O mais recente desses exemplos, segundo a dona de casa Maria Siqueira, ocorreu em relação ao caso envolvendo a manicure Jamille Letícia de Souza, 29 anos, que morreu após ser esfaqueada pelo ex-marido no Jardim Canaã I, em Dourados, na manhã de ontem (31 de outubro). O atendimento só foi realizado quase uma hora depois do chamado, porém, por uma equipe de resgate do Corpo de Bombeiros. Segundo ela, outros casos aconteceram, como o de uma outra mulher que passou mal e teve que esperar por mais de duas horas para que o atendimento fosse realizado.

Maria Siqueira, Aguinaldo e Ana Paula criticaram demora no atendimento pelo Samu
Outra a reclamar do atendimento foi a cuidadora de idosos, Ana Paula Martins Lopes. Ela disse que ligou várias vezes para o Samu, assim como diversas outras pessoas. “Me perguntaram o que havia acontecido, qual o estado da pessoa, qual a profundidade do corte, entre outras coisas, mas disseram que não poderiam fazer o atendimento porque não havia viatura disponível”, conta Ana Paula, revoltada, questionando: “Será que, por volta das 6 horas, havia tanto atendimento assim que não era possível vir atender uma pessoa que, conforme eu e outras pessoas explicaram, aparentava estar em estado grave?", disparou.
Para Aguinaldo Aguiar dos Santos, que trabalha como porteiro, “se na hora que dependemos dos organismos de atendimento à saúde acontece isso, como vamos acreditar que estão trabalhando da forma correta. Será que a Jamille não morreu por ter perdido muito sangue, já que demoraram tanto?”.
Ao mesmo tempo ele se diz entristecido com o ocorrido. “Hoje o Canaã 1 é um dos melhores bairros para se morar, mas fatos como esses mantêm a fama de um local violento e além disso, temos que nessas horas conviver com políticos e pré-candidatos que ficam se aproveitando do momento com objetivos eleitoreiros, o que é uma vergonha”.

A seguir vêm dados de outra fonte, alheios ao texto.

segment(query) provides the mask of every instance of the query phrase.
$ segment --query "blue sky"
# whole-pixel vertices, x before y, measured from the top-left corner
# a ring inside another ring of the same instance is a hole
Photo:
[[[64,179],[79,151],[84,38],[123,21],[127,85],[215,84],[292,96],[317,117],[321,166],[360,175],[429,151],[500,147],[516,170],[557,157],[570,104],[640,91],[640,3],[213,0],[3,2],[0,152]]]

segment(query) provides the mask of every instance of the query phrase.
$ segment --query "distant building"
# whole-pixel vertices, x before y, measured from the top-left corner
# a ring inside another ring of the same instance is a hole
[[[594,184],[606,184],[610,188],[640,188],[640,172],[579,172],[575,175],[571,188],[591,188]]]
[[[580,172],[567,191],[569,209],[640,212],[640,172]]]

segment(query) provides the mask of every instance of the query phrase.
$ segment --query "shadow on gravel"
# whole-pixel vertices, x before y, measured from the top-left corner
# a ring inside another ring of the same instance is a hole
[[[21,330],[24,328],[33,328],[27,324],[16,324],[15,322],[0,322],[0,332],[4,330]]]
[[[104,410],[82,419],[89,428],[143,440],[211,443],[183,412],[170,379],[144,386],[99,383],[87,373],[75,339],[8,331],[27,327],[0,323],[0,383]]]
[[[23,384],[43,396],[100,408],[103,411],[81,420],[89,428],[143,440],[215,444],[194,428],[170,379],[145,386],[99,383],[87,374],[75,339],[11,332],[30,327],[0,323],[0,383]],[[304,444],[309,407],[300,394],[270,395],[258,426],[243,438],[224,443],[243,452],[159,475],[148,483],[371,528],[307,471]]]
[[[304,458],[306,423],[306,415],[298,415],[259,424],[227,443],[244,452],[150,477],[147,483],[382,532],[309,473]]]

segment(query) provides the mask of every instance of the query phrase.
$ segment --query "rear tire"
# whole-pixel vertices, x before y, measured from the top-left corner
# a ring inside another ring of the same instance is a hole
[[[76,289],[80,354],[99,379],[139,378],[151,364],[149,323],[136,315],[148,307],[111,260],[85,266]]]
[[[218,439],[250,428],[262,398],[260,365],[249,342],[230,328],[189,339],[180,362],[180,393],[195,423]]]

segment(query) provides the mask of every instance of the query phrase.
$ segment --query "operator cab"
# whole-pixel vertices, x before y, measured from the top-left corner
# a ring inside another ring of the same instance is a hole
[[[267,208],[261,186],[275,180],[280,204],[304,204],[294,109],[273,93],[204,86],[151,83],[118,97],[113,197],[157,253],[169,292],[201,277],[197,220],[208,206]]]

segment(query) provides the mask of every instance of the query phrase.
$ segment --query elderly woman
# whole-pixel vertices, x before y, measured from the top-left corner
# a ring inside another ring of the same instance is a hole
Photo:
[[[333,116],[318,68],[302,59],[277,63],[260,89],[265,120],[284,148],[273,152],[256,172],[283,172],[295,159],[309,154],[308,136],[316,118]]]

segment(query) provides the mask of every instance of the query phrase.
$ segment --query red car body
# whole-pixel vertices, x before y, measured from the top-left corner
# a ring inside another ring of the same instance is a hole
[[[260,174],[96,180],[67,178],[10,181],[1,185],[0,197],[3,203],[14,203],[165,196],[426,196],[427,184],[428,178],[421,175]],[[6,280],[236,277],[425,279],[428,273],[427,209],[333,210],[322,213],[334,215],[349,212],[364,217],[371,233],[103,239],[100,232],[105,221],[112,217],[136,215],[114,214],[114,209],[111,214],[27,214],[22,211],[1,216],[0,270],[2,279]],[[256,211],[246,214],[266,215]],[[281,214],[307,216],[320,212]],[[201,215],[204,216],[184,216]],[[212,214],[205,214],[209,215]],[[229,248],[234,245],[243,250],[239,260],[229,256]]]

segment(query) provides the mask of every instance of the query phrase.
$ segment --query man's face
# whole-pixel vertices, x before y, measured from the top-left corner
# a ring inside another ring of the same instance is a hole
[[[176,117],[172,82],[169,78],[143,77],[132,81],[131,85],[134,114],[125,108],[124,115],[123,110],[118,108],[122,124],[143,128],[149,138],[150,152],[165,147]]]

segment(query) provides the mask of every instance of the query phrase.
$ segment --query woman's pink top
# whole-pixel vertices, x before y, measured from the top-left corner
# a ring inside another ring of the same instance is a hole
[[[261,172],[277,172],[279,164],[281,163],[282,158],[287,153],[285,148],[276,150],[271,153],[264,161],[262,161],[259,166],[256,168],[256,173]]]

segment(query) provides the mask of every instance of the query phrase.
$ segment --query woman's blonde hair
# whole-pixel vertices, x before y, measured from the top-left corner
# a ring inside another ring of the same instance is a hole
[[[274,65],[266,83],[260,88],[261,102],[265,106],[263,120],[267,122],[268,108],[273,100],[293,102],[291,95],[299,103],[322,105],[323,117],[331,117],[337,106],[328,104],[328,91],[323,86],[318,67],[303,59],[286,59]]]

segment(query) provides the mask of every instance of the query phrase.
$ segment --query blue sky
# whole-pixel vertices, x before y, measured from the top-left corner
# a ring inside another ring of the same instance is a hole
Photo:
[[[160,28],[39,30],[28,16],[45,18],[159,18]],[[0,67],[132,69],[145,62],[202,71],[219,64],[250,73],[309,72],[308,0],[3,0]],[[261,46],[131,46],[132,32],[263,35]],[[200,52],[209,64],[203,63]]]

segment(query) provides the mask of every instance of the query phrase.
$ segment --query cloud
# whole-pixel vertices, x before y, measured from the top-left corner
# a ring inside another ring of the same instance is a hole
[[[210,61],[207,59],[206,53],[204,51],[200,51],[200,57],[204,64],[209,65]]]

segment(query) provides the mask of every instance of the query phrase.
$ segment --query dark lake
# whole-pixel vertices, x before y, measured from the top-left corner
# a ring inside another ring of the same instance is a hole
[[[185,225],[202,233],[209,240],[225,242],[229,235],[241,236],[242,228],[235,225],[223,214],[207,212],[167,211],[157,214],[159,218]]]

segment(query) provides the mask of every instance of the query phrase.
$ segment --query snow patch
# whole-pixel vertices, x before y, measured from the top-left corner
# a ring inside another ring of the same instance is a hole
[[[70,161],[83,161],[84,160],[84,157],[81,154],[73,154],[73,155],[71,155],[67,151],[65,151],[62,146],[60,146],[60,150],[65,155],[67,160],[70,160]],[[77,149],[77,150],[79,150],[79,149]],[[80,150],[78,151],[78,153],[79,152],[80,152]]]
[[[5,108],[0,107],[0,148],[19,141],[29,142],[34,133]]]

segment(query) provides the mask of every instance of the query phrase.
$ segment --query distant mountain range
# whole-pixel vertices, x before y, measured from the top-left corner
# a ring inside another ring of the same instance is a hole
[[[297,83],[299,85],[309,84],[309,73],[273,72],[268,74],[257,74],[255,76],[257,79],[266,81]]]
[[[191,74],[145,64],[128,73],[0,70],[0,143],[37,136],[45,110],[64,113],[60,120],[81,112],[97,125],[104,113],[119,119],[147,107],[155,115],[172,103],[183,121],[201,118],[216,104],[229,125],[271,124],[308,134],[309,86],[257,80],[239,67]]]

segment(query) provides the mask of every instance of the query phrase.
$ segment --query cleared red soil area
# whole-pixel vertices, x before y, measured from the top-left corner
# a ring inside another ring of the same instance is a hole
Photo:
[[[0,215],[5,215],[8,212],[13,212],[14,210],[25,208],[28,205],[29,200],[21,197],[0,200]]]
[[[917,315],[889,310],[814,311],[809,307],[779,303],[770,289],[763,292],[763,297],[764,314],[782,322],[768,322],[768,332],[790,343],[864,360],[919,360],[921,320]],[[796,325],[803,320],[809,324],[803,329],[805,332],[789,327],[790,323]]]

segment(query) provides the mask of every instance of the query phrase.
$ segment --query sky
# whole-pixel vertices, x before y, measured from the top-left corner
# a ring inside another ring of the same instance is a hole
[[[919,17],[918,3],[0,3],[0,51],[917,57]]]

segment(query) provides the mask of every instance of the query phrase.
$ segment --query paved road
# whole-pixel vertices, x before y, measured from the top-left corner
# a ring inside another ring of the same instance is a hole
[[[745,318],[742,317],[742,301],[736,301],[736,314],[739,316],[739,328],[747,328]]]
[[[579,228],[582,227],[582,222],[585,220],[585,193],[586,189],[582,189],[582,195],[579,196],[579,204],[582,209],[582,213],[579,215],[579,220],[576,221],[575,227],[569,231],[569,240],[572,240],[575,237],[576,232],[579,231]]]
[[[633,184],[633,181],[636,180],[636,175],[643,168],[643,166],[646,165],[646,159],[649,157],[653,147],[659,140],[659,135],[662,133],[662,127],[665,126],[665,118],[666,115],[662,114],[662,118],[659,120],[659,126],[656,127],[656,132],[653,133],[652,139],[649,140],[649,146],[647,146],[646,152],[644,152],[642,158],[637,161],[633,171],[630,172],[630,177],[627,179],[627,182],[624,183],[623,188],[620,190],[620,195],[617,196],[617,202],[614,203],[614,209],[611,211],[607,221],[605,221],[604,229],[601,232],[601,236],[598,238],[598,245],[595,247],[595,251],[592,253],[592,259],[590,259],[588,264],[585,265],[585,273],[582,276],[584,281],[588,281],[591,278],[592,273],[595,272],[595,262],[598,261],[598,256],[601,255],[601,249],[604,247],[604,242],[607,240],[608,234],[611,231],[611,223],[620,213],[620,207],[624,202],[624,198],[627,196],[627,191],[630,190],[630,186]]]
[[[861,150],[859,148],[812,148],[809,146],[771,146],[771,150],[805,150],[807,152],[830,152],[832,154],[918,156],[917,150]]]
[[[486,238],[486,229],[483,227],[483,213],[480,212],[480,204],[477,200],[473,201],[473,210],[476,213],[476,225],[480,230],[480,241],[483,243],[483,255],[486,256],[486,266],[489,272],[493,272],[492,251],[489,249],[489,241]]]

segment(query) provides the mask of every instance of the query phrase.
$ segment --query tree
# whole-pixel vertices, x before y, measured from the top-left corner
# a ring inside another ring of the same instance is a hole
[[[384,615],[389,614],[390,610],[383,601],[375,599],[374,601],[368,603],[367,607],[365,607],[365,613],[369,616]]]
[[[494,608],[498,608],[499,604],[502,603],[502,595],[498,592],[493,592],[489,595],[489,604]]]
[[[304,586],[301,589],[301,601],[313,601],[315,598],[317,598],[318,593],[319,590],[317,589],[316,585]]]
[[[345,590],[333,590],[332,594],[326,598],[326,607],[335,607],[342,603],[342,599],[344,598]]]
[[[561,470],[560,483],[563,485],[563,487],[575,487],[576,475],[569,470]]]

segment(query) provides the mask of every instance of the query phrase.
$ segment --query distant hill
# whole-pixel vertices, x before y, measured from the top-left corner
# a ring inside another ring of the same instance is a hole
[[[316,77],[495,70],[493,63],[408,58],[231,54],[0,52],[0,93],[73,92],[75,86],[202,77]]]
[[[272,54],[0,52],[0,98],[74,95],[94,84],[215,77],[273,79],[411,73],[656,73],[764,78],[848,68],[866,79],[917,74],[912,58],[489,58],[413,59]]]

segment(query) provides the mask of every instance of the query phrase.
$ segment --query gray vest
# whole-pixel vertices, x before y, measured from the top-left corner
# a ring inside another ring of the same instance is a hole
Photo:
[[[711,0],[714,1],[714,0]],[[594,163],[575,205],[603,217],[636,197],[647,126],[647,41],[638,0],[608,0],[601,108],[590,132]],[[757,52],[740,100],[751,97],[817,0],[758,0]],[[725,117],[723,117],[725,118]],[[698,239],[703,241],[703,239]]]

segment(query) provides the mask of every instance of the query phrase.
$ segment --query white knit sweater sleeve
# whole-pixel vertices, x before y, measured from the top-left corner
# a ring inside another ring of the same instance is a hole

O atendimento de Jamille Letícia foi realizado por uma viatura de resgate do Corpo de Bombeiros que chegou a levar a vítima ainda com vida ao Hospital da Vida, depois de ser agredida pelo ex-marido, Walder Arantes da Rosa, de 42 anos, fato presenciado por um filho pequeno do casal.
Para a radialista Keliana Fernandes, amiga da vítima e que acompanhou todos os desdobramentos desse episódio, “não podemos continuar mais convivendo com esses tipos de agressão. A Lei Maria da Penha somente não resolve, e o pior, como podemos admitir que, se condenado, o criminoso em seis anos poderá estar de volta às ruas, como se nada tivesse acontecido”, disse Keliana, lembrando que “Jamille era uma mulher guerreira, que trabalhava para criar seus três filhos, que agora ficam sem ter a mãe. O que será destas crianças agora?”, lamentou emocionada.

O cortejo de Jamille Letícia saiu do Centro Comunitário do Canaã 1 em direção ao Cemitério Santo Antonio, passando antes pelas ruas centrais de Dourados, como um protesto pela falta de segurança das mulheres que, conforme disse Keliana Fernandes, “precisam ser firmes e quando prestarem queixa à polícia, não retirarem, como acontece na grande maioria das vezes, para que se possa evitar novas tragédias”, finalizou.